Bu herhalde bela geliyorum demez sözüne en uygun hikaye. Efendim, hikayemizin kahramanı bir devlet memuru. O gün evlilik yıldönümleri ve eşini almış kurumunun sosyal tesisine götürmüş yemeğe.

Adı üzerinde sosyal tesis. Çalışanlar eşiyle çoluk-çocuğuyla gelsinler yiyip içsinler diye yapılmış bir yer. Genelde çok temiz, bakımlı ve ucuz yerler. Çalışanın bir nevi itibar yeri. Tek sorun, buraların kendine göre kurallarının olması. Hiyerarşinin ön planda olması. Parası olmadığı için piyasada itibarı olmayanların itibarlı oldukları yerdir bir anlamda. Buralarla ilgili hikayeler çoktur. Şimdilik şöyle diyelim, parayla piyasadaki bir lokantada, otelde ve barda göremeyeceğin itibarı buralarda bir tayinle görebilirsin.

Evet, çiftimiz konumlarına uygun bir masada romantik bir akşam yemeği yiyorlar. Bir yandan da canlı müzik dinliyorlar. Herkes halinden memnun. Adam coşuyor. Bir de piyaniste kendi şarkıları çaldırabilirse değme keyfine.

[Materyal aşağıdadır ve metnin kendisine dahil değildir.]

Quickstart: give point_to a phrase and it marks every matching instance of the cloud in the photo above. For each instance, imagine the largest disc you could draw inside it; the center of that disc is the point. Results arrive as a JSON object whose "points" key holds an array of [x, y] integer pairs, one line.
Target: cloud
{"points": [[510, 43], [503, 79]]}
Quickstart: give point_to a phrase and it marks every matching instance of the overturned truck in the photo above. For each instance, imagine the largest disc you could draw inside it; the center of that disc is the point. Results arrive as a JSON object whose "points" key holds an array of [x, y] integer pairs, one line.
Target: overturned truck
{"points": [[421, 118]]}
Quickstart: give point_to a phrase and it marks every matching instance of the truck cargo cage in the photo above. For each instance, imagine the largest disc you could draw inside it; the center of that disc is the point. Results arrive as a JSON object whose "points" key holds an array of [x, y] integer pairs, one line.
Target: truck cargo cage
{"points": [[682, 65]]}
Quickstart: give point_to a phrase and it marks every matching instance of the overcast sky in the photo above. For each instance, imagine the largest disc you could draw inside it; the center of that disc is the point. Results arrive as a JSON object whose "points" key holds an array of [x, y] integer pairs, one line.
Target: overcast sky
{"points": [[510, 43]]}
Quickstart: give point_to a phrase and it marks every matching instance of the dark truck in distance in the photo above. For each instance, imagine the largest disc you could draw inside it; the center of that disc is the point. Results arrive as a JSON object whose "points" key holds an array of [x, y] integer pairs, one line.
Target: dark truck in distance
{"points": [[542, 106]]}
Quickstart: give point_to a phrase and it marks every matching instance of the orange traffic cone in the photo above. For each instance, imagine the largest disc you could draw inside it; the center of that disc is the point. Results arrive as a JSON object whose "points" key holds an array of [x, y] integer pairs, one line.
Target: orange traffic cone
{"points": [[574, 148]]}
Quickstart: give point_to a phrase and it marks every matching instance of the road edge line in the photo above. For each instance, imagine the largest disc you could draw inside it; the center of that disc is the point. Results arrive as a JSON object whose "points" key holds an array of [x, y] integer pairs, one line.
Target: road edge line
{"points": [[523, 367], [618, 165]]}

Gidiyor piyaniste, o gün evlilik yıldönümleri olduğunu söyleyerek şarkılarını söylemesini rica ediyor. O gün bela piyanist-şantör kılığında. Git işine diye bağırıyor ve el hareketiyle de destekliyor bunu. Adamcağızın eşinin de duyacağı göreceği şekilde.

Yıllardır gözlediğim bir şey var. Makam mevki sahibi olan kişi iyi-kötü olduğu yeri bilir, oturduğu koltuğun (hak etmeden otursa bile) ne olduğunu bilir. Bir de bu makam ve mevkilerin kiracıları vardır. Makam ve mevki sahibinin eşi, çocuğu ve yakını türden, makamın ne olduğunu bilmeyen ve onu kötü kullanan kişiler. En tehlikeli kişiler bunlardır. Mümkünse asla kiraya verilmemeli başkası tarafından kullanılmamalıdır makam ve mevkii.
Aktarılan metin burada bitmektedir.